The Philadelphia Orchestra will be paying tribute to Richard Strauss, premiering new work written for its musicians, and starting a multi-season series of works by Beethoven next season.

The Orchestra's new music director, Yannick Nézet-Séguin, is expanding the boundaries of the ensemble in 2014-2015.

One of the planned events is what Nézet-Séguin calls a micro-festival, a long weekend of new music premieres commissioned specifically for a handful of the Orchestra's principal musicians, including pieces for harp (for Elizabeth Hainen, by Tan Dun), flute (for Jeffrey Khaner, by Behzad Ranjbaran), and bassoon (for Daniel Matsukawa, by David Ludwig).

Nézet-Séguin says new music is an old tradition with the Orchestra.

"That goes back to the years of Stokowski when he did so many American premieres," said Nézet-Séguin. "Now we wanted to commission new pieces for the principals. Instead of doing it a little bit over the season — a danger [that it will] be swallowed — we want to make a big event of national potential to have a weekend dedicated to the principals. They can talk about their work, perform them several times, not always the same concert every night."

Nezet-Seguin, known for his stellar work as a conductor of voice and choir, will be pushing the orchestra into the opera business next season, with a production of Richard Strauss' "Salome." The centerpiece of the season will be a commemoration of Strauss' 150th birthday.

The conductor says he will treat instruments as though they were voices.

"When it's a great symphony, the oboe is singing and everybody is accompanying. Sometimes first violins," said Nezet-Seguin, who regards "Salome" as one of the greatest musical scores of the 20th century. "Opera is good to remind us where it comes from. Those great scores of 'Salome' benefit by being played by the best instrument — the Philadelphia orchestra."
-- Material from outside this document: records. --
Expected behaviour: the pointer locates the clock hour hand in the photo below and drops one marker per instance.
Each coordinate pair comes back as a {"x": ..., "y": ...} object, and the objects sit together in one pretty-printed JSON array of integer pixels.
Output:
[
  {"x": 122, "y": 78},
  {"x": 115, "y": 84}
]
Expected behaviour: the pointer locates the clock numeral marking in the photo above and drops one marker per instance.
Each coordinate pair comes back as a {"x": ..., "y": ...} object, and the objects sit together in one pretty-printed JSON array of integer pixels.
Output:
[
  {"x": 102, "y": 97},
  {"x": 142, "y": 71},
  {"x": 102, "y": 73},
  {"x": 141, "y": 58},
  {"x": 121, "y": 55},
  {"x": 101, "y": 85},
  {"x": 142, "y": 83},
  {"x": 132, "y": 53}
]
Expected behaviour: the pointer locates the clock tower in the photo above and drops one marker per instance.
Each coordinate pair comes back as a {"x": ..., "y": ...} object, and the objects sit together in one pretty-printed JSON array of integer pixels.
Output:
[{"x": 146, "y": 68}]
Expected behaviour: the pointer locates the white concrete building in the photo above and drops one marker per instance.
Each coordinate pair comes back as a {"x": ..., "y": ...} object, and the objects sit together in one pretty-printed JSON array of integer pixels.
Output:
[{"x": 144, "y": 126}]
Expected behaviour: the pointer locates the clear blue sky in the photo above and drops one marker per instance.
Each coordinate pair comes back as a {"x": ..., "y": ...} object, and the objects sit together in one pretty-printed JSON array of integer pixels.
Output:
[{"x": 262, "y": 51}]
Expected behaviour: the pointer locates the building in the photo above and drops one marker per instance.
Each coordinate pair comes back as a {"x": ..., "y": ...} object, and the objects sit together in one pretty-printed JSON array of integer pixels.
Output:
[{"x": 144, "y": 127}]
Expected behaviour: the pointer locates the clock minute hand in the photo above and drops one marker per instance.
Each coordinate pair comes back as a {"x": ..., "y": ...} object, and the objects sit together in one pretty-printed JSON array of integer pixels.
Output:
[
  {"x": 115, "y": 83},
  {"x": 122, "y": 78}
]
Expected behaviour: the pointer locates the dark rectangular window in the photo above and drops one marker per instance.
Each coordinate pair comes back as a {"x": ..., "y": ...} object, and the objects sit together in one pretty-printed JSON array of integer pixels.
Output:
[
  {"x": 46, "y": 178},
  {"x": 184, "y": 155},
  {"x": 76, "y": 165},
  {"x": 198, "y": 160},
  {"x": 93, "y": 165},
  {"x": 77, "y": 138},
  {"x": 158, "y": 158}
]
That instrument has been tapped to open Carnegie Hall's season in October. The Fabulous Philadelphians will be the featured orchestra for the opening gala in New York.

Nézet-Séguin will start of multi-season cycle of work by Beethoven, played alongside Shostakovich. He wants to balance proven classics with new materials.

"We go further in second and third season, with more new music, more baroque, more extremes," said Nézet-Séguin. "And the composers we celebreate — Srauss: he was not a comfortable composer. We try to get back to that spirit."